Romans 2:1-16 ASV

Paul uses another Greco-Roman style of writing called the diatribe. Simply he writes as if he were responding to critics and opposers all along the way. Here his imaginary critic is he who says that they don't deal with the list of problems in 1:29-31. Paul simply states that by the very fact you think that, you've proven yourself wrong. We find an uncomfortable truth in 2:6, that there is judgment according to deeds. But here we must not eqivocate on two different issues. On the one hand, salvation is by the grace of God (that is the point of this whole book). But judgment, as has been stated throughout the TNK or Tenach (The Old Testament: TORAH, Teaching or Law; NEVI'IM, Prophets; K'TUVIM, Writings) is always in accordance to what a person has done. This will be dealt with more fully later on.

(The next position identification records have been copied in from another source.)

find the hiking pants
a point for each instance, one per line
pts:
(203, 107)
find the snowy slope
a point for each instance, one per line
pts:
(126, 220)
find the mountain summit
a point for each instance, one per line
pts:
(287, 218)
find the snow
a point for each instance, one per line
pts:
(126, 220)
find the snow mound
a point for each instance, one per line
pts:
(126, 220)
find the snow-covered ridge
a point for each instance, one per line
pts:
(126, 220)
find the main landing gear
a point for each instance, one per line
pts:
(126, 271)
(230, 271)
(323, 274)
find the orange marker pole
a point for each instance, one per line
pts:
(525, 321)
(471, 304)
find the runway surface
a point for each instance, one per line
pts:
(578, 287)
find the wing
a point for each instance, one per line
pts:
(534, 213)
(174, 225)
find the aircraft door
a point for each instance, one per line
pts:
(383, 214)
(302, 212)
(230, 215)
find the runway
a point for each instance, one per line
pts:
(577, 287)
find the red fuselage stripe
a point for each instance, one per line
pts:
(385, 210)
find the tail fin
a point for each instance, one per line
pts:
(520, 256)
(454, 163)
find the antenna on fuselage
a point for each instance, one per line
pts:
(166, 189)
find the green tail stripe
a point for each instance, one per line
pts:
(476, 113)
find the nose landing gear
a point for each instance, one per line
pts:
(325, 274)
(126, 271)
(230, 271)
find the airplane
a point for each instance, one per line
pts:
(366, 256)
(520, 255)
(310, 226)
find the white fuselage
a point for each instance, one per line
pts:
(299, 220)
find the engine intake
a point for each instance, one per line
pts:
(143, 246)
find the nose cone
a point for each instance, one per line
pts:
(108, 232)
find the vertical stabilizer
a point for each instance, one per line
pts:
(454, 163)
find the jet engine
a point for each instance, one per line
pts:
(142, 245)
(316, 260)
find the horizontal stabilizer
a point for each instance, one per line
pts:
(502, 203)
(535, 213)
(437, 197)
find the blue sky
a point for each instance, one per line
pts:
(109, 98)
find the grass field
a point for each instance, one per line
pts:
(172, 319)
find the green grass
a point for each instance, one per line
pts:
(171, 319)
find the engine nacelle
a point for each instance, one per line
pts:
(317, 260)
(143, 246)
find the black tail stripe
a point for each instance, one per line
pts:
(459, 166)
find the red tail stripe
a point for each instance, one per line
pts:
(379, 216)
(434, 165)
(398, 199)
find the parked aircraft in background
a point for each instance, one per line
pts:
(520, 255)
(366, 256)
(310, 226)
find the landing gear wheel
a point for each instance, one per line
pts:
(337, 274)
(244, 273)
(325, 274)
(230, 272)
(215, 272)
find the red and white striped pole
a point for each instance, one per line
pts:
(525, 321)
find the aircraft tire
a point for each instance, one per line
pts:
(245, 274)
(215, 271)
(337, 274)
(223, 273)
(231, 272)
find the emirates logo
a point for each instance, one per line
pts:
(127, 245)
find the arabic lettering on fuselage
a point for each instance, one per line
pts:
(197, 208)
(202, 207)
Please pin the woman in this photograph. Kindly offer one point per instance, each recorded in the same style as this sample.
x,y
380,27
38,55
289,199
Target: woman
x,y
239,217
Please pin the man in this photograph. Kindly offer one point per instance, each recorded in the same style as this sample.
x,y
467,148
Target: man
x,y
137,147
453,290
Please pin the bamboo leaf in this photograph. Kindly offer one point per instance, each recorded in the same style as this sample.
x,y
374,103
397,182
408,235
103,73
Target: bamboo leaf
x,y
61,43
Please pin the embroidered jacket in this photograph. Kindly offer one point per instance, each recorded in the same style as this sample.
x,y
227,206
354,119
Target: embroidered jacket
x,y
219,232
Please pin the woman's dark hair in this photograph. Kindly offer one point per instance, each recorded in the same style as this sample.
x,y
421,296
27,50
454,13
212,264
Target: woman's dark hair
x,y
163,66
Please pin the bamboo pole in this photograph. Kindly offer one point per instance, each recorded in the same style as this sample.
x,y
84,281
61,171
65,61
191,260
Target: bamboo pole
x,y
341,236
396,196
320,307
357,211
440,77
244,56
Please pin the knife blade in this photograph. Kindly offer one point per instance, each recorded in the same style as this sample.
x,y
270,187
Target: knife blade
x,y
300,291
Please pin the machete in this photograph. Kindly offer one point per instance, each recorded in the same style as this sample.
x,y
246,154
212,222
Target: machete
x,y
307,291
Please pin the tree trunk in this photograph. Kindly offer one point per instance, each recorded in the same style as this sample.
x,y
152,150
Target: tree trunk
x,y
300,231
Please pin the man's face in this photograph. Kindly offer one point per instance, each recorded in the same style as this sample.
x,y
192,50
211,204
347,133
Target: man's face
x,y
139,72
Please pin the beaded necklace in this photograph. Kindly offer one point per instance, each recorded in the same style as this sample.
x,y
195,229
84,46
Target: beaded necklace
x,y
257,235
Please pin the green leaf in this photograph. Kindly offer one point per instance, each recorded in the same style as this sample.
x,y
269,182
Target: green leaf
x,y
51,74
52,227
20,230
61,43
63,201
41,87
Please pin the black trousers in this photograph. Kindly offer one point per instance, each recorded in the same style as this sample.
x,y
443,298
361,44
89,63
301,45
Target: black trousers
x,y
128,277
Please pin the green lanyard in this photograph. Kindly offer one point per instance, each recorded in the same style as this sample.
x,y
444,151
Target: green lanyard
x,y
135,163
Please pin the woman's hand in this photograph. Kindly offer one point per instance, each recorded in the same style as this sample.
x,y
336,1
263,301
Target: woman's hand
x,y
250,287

2:6-11 is a chiasm.  (6=11; 7a=10b; 7b=10a; 8a=9b; 8b=9a).

6 God "will repay everyone according to what they have done."
7 To those who by persistence in doing good
seek glory, honor and immortality, he will give eternal life.
8 But for those who are self-seeking and who reject the truth and follow evil,
there will be wrath and anger.
9 There will be trouble and distress
for every human being who does evil: first for the Jew, then for the Gentile;
10 but glory, honor and peace for everyone who does good:
first for the Jew, then for the Gentile.
11 For God does not show favoritism.

We don't like thinking about the wrath of God. In a worship class we sang, I could sing of your wrath forever. We don't like thinking about God being angry or writing real songs about it.

However, in a philosophical sense, it's just as silly to think of God as love. They are both anthropomorphisms (applying human characteristics to a divine being). If God truly is unchanging, any application of emotion to Him just doesn't make sense. This however is what open theists would argue: if God has love and anger, etc., then He just must be changing and within time, etc. This however is just lazy theology and philosophy, not advanced and enlightened as they'd like you to believe.

Unfortunately postmodernism and the emerging church are connected with open theism and vice versa which is unfortunate. It's part of why Mark Driscoll rejects emergent theology. However, to reject a whole thought system which is open-minded smacks of the warnings in 1:18ff.

Again notice that the point of 1:16; 2:9, 10 is not to show dominance by the Jew--quite the opposite! As 2:11 explicitly says, there is no partiality of with God. If anything, Paul is simply responding to the ongoing Jewish notion that being Jew by blood was some how better. But Paul says, "Sure you may be the first to hear of salvation; but you'll also be the first to be judged as well!"

Keener also sees the phrase "to the Jew first and also to the Greek" as a way of saying "from A to Z." The Jews and Greeks (as in the specific people, not a generic word for non-Jew) were about as opposite as you can get. Salvation is for everyone: from the uber-religious Jews to the ultra-pagan Greeks...and everyone in between!

2:12-16 are fascinating and I can't even begin to imagine all it's implications. All it says, quite simply, is that those without the law are judged differently than those with it. We don't know how or what that means in terms of salvation and the good ole questions of "eternal destination." But from the get-go we understand that there are two things at stake here: salvation (which we Christians understand fairly well) and judgment (which we get mixed up with salvation). How these two jive with one another, we can only hope to find out.